# Are snake rescue/relocation businesses really rescuing snakes?



## GBWhite (Oct 1, 2017)

With the huge increase in snake rescue/relocation businesses popping up all over the country this article is well worth a read. I've had, and still have genuine concerns for the snakes in particular that are being "rescued" and then relocated by people that have no understanding what so ever of snake ecology, behaviour or habits and believe the same questions should be asked here in Australia.

http://www.conservationindia.org/articles/translocation-tragedies-are-we-really-rescuing-snakes


----------



## Scutellatus (Oct 1, 2017)

Not a bad story. A lot more research needs to be done though considering they state they have only studied this on three snakes.


----------



## pinefamily (Oct 1, 2017)

An interesting article. I could be wrong, but I believe here in SA they can only release a snake a certain distance from where it was found/caught/complained about. Obviously, in India where populated areas are vaster than here in Australia, that is probably not always possible.


----------



## Nero Egernia (Oct 1, 2017)

The obvious solution would be for people to learn to peacefully co-exist with their wildlife visitors. Unfortunately, it'll probably never happen.


----------



## Pauls_Pythons (Oct 1, 2017)

Oshkii said:


> The obvious solution would be for people to learn to peacefully co-exist with their wildlife visitors. Unfortunately, it'll probably never happen.

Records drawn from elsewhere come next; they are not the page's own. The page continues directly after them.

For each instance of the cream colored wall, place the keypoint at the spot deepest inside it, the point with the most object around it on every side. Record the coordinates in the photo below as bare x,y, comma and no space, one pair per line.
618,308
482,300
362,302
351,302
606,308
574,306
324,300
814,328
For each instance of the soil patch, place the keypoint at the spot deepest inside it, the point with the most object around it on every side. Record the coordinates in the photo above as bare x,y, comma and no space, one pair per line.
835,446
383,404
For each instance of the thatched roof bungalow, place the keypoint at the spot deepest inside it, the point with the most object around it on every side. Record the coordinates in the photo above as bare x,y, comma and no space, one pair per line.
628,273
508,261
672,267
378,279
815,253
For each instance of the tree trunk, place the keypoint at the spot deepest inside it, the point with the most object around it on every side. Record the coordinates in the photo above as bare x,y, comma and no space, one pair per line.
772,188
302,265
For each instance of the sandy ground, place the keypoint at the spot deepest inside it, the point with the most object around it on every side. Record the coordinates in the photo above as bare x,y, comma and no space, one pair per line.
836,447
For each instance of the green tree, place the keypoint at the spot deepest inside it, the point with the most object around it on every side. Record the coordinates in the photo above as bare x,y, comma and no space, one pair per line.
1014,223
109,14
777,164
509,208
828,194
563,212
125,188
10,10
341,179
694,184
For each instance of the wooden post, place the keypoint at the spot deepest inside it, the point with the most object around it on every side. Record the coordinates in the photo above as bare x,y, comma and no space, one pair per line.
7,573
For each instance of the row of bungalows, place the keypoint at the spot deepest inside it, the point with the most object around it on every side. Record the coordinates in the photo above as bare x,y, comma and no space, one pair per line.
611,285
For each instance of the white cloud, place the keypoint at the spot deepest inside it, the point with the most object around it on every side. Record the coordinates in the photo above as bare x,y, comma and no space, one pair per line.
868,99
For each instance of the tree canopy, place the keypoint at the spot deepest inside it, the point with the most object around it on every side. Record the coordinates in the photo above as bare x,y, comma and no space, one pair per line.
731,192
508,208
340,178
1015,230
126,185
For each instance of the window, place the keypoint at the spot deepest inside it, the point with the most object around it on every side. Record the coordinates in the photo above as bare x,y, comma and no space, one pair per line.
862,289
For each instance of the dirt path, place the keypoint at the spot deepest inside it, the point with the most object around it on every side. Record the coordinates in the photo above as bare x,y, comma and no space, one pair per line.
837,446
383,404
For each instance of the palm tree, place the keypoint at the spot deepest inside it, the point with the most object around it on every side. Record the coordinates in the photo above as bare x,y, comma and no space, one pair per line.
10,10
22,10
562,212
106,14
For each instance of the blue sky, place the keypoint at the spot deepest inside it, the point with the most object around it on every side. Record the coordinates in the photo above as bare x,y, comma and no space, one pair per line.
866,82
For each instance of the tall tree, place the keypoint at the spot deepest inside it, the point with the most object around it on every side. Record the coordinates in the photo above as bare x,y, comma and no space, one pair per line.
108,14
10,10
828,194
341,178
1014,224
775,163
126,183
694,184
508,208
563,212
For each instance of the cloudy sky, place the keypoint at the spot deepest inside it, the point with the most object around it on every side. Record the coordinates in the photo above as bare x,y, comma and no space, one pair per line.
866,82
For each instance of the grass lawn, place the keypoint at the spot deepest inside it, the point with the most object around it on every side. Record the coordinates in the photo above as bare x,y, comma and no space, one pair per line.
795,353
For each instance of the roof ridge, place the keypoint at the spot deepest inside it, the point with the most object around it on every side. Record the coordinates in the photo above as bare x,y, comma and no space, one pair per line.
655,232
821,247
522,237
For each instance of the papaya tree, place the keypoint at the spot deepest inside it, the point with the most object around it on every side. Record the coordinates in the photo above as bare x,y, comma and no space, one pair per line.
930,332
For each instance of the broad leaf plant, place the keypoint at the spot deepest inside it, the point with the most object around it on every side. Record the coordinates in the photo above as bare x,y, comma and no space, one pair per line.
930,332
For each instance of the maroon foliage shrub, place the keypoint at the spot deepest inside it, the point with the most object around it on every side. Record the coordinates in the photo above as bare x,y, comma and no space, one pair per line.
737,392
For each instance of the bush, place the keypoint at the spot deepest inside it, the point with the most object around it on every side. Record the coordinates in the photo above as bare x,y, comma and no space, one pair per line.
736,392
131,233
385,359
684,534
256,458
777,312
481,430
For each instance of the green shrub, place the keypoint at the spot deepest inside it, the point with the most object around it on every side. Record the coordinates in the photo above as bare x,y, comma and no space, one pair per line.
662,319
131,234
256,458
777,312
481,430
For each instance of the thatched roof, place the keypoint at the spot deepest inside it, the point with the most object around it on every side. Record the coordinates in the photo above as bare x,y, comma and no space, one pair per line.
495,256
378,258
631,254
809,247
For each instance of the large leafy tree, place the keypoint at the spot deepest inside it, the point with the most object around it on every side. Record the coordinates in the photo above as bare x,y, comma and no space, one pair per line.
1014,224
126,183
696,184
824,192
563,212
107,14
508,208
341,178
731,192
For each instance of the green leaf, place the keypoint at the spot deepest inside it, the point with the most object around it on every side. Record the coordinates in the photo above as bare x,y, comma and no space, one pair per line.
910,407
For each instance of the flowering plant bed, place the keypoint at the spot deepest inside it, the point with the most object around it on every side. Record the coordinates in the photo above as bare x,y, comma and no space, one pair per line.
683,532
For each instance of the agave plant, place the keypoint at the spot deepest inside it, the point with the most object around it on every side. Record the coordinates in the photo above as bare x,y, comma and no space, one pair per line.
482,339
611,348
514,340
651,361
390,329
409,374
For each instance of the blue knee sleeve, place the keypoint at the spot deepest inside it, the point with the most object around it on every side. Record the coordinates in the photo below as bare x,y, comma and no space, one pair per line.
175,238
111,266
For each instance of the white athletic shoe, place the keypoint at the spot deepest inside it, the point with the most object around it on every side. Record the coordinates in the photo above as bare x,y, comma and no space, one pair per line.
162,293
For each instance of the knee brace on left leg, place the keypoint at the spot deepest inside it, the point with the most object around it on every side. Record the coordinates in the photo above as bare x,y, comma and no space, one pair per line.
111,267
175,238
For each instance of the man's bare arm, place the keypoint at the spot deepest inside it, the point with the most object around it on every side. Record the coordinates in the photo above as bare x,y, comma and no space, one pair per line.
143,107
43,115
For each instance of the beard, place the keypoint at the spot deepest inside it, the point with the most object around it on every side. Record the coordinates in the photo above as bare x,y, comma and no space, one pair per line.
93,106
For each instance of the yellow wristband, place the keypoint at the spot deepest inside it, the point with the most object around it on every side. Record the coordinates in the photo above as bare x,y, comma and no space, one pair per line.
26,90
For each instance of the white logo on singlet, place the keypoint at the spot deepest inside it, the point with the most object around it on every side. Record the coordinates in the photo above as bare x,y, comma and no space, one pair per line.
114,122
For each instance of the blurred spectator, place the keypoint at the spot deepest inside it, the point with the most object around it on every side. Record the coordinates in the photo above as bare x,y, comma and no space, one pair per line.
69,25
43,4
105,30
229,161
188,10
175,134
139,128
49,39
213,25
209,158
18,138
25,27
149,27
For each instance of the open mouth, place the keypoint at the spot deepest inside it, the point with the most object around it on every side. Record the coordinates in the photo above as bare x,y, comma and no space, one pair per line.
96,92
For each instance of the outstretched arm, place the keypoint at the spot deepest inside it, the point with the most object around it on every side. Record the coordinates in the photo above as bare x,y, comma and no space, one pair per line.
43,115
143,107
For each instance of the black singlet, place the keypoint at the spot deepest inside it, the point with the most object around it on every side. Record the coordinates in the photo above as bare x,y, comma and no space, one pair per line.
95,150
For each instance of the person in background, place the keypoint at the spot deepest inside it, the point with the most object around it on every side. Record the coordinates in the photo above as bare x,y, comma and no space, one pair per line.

Dont hold your breath waiting for that to happen Oshkii



pinefamily said:


> An interesting article. I could be wrong, but I believe here in SA they can only release a snake a certain distance from where it was found/caught/complained about. Obviously, in India where populated areas are vaster than here in Australia, that is probably not always possible.



Quite correct PF. We use a registered re locator at a site I work at in SA and was talking to him 1 day. From what I was told it has to be relocated within 2 kilometers. But who can say that the area 2kms away in any specific direction is a 'suitable' place?


----------